You should add a sleep primitive in your drawing code. However in javascript, rather than with sleep or wait primitives, this is accomplished in an event-directed manner with setInterval
or setTimeout
. As demonstrated:
var sec = 1000; // milliseconds
var totalDrawingTime = 5*sec;
var numPointsToDraw = [calculate this];
var waitTimePerPoint = totalDrawingTime/numPointsToDraw;
function slowlyDrawCurve(...) {
var x = ...;
function drawNextPointAndWait() {
x += ...;
if (x < MAX_CANVAS_SIZE) {
y = f(x);
point = [x,y];
dispatch_to_canvas_function(point);
setTimeout(helper, waitTimePerPoint);
}
}
drawNextPointAndWait();
}
edit
Demonstration here: http://jsfiddle.net/eJVnU/4/
This was actually a little more interesting. Namely, if you are drawing at intervals on order of a few milliseconds (1000 points means 1 millisecond per update!), you need to be careful how you deal with javascript's timers. The javascript events scheduled with setTimeout
may not trigger for a few milliseconds or more, making them unreliable! Therefore what I did was figure out when each segment should be completed by.
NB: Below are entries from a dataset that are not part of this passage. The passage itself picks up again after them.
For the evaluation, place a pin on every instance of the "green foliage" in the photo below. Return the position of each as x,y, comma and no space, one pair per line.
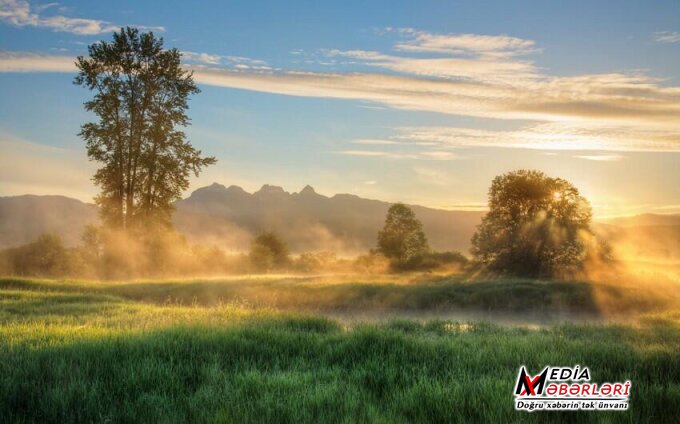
140,100
537,226
269,252
402,239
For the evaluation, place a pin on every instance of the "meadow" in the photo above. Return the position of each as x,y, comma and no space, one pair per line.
415,348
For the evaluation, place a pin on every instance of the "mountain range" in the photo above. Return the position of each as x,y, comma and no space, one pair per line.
229,217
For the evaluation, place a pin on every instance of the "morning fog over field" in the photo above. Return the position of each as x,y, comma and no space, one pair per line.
367,212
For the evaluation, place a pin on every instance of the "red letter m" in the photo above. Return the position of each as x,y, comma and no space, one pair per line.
527,385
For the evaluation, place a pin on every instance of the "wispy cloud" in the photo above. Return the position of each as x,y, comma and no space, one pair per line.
466,75
27,167
31,62
548,136
374,141
600,158
233,62
21,14
667,37
492,45
420,155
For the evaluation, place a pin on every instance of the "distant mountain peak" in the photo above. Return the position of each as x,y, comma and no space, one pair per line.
236,189
213,187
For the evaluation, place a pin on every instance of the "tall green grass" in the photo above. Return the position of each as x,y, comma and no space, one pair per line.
85,354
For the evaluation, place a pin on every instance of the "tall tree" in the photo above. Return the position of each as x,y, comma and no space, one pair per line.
402,239
140,99
537,226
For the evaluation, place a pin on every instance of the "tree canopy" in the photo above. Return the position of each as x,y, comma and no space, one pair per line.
268,252
140,100
402,239
537,226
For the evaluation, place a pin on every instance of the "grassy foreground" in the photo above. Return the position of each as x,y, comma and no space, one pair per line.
95,352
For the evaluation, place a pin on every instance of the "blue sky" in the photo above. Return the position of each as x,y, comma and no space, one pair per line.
422,102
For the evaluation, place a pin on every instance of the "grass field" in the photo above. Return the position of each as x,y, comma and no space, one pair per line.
325,349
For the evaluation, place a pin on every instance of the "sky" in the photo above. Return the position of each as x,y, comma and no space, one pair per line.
420,102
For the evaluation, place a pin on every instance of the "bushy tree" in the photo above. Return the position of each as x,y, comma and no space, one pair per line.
537,226
402,239
268,252
140,100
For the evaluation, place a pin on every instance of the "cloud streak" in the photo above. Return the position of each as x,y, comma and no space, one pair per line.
667,37
464,75
19,13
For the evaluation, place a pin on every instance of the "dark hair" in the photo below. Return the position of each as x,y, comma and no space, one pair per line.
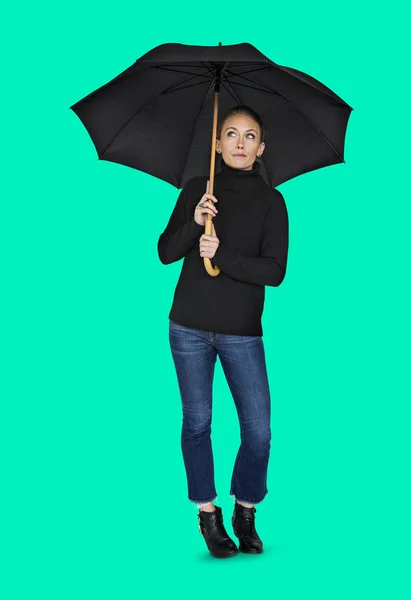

If we were running ahead of schedule by more than a few milliseconds, we did a setTimeout
, BUT, if we were otherwise running behind schedule, we directly performed a recursive call to the segment-drawing routine, shortcutting the event-handling system. This also ensures that the drawing is done smoothly to the human eye, as long as the segments are of roughly equal length.
(If you wanted it done even more smoothly, you could calculate the length of the segment drawn, keep the sum total of arclength drawn, and divide that by some fixed constant rate arclength_per_second
to figure out how long things should have taken.)